For many years, I have been entranced with the puzzle that is quintessential to meta-ethical philosophy: are moral values in any way objective and absolute? if so, how do we know, and if not, why do they often feel as if they are?
After much graduate-school (and beyond) deliberation, the "solution" I have been most comfortable with is that of error theory. In a nutshell, error theory tells us that moral values are subjective and relative (rather tahn objective and absolute), and that we easily fall into error because they are felt so strongly as to appear objective. The most famous expounder of error theory (I think, the pioneer of the name) was JL Mackie, though shades of error theory can be found in earlier philosophers like Bertrand Russell, William James, and David Hume.
As error theory is a form of relativism, it is best to briefly justify relativism and only then, bring up reasons why error theory is the best explanation of our moral climate.
Why am I a relativist? Before even getting into meaty philosophical argument, I am a relativist because of the very existence of widespread moral disagreement. Moral objectivists argue that for ethical questions, there exists one right answer (whether it is discoverable by reason or an intuitive moral sense that we all share). Were this true, then the only explanation for the fact of widespread moral disagreement on issues would be that only some of us are attuned enough (in reason or intuition) to recognize the right answer. (Generally, when moral objectivists are presented with the fact of moral disagreement, their answer to it IS in fact to poinit out that those who do not arrive at a particular answer are simply wrong).

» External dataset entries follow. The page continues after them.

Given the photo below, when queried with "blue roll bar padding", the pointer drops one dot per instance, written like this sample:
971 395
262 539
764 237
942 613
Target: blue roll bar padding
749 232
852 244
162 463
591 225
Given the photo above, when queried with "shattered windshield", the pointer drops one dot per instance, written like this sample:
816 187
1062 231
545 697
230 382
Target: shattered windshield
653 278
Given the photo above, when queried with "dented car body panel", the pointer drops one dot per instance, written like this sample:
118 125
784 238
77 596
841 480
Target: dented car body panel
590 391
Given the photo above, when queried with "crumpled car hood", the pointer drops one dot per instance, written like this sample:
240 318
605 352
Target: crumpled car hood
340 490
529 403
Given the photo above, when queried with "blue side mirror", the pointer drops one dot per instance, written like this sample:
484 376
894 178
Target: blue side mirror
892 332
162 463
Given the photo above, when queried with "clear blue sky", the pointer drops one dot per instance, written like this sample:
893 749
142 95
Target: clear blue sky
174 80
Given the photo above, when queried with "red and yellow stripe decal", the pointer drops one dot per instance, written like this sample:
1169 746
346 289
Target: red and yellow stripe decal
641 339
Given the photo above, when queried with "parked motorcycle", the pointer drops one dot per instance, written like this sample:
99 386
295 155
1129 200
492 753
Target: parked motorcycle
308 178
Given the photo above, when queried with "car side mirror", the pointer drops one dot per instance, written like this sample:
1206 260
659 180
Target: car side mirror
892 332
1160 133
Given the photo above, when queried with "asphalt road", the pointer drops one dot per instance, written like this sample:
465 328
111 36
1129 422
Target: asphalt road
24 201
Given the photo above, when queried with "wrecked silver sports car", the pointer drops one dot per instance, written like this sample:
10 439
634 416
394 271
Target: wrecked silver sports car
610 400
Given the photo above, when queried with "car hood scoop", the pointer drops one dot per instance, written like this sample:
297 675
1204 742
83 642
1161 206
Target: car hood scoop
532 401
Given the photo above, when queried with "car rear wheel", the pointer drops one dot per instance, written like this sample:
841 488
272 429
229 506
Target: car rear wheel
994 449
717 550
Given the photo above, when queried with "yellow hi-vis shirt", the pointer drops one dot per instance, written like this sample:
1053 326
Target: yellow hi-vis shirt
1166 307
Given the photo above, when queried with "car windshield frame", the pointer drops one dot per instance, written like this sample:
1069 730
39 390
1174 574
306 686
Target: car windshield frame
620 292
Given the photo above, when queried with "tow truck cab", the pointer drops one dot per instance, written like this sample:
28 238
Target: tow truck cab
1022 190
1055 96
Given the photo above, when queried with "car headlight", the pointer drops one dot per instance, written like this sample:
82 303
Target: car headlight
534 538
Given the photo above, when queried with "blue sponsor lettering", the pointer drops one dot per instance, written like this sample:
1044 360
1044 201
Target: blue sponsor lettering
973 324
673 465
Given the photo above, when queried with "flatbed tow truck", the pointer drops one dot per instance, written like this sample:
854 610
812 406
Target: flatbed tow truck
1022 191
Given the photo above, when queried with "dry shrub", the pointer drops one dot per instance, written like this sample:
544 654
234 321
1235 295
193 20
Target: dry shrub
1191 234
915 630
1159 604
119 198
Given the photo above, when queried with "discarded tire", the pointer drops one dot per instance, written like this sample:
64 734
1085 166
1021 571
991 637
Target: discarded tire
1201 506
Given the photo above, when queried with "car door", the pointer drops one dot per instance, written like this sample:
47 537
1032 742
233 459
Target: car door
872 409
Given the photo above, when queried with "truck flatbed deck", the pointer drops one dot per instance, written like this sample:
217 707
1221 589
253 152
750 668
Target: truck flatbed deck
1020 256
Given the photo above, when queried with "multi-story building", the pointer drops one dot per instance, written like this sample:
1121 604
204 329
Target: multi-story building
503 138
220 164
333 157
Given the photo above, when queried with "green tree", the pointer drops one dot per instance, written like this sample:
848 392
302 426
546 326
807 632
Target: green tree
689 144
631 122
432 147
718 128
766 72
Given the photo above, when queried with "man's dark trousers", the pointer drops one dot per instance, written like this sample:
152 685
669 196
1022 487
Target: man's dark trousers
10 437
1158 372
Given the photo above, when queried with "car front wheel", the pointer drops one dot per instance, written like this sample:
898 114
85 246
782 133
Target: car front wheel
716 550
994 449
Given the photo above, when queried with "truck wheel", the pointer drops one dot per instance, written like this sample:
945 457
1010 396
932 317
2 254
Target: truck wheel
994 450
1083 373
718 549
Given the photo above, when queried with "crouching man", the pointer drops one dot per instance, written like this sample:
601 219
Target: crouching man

While I guess this is plausible, there is a better solution: that there often exists more than one possible "right" answer to a question (pluralism) or, further still, that the very idea of what the "right" answer is, is a question that each individual judges for themselves based on their own sentiments, experience, and reasonings.
Why go for relativism over pluralism? This is where we get into moral psychology. I am a relativist because, as an epistemic fact, each of us has direct mental access only to our own brains. In addition, as best as we can tell, none of us has direct access to any "ethical plain" that exists outside of our brains. In some sense, this is what led to JL Mackie's idea, that undergirds error theory, called The Argument
From Queerness. The Argument from Queerness states that ethical propositions cannot be metaphysically "out there" in the world because they do not in any way appear to be natural properties. Moral debates are not like debates over concretes, as we cannot "point to" in order to show that a moral act is inherently right or wrong.
Moral objectivists will tend to reply that this is a scientism of the type which says that nothing exists which is not concrete. In a sense, they are correct. For someone to say that morality exists objectively would mean that they need to show how moral disputes can be objectively (rather than subjectively) resolved; what can be pointed to that is outside of the arguer's own moral sentiments that can prove to someone with different moral sentiments that "x is true." Often, the only avenue for the objectivist here is to suggset that "good" is an obvious quality (like "red" or "hot"). Here, it is easily pointed out that, unlike "red" and "hot," "good" cannot be experienced with any of the five senses, but rather "felt" with the moral intuition (bringing me back to the same suspicion that "good" and "bad" are judgments made differently by different people's intutions).
In the absence of any really good reason to see moral judgments as anything but subjective appraisals, or accompoanying arguments that human mind has some sort of direct access to anything outside of its own thoughts, I see no good choice but to suspect that subjective relativism is the most accurate description of how things are.
But why is this so hard for people to accept? Even though relativism seesm the most logical description, it is hard to actually be a moral subjectivist/relativist but in theory. We hold moral precepts very strongly and it is hard to think that they are simply subjective preferences. When I say that slavery, sodomy, murder, rape, etc., are wrong, I feel like they really are wrong and not just that I think them wrong.
This is why I think that error theory - the idea that, at times, our psychological natures make us experience our own preferences so strongly that it is impossible to imagine that they are not objective - is the best description of how things really are. Imagine the best piece of music you have ever heard in your entire life. At the apex of its enjoyment, isn't it just well nigh impossible to imagine that some people might derive no pleasure from it at all? Another common example is our senses of humor. It is probably tempting to suggest that those who do not laugh at the funniest joke you have ever heard are those who "have no sense of humor," rather than simply not sharing your sense of humor.
That is the way, I think, human psychology often works. When we deeply feel certain preferences, our brain presents these to us not as prefernces, but as imperatives that simply are (inependently of us feeling or thinking them so).
So, we can either see moral disagreement as a sign that some people are simply not good at moral reasoning or reading their moral intuitions (leading them into wrong answers), or suspect that people differ in moral sentiments becuase, like aesthetic sentiments, moral sentiments are not objective. We can either suggest that the reason people feel strongly about their moral opinions is because these opinions are objective (while ignoring that even "wrong" opinons are felt as strongly as "right" ones), or we can suspect that human psychology often "tricks" us into feeling sentiments so strongly that they appear, but are not, objective.
Quite simply, I think the latter options - subjective relativism and error theory - are the best interpretation of the facts of our moral universe.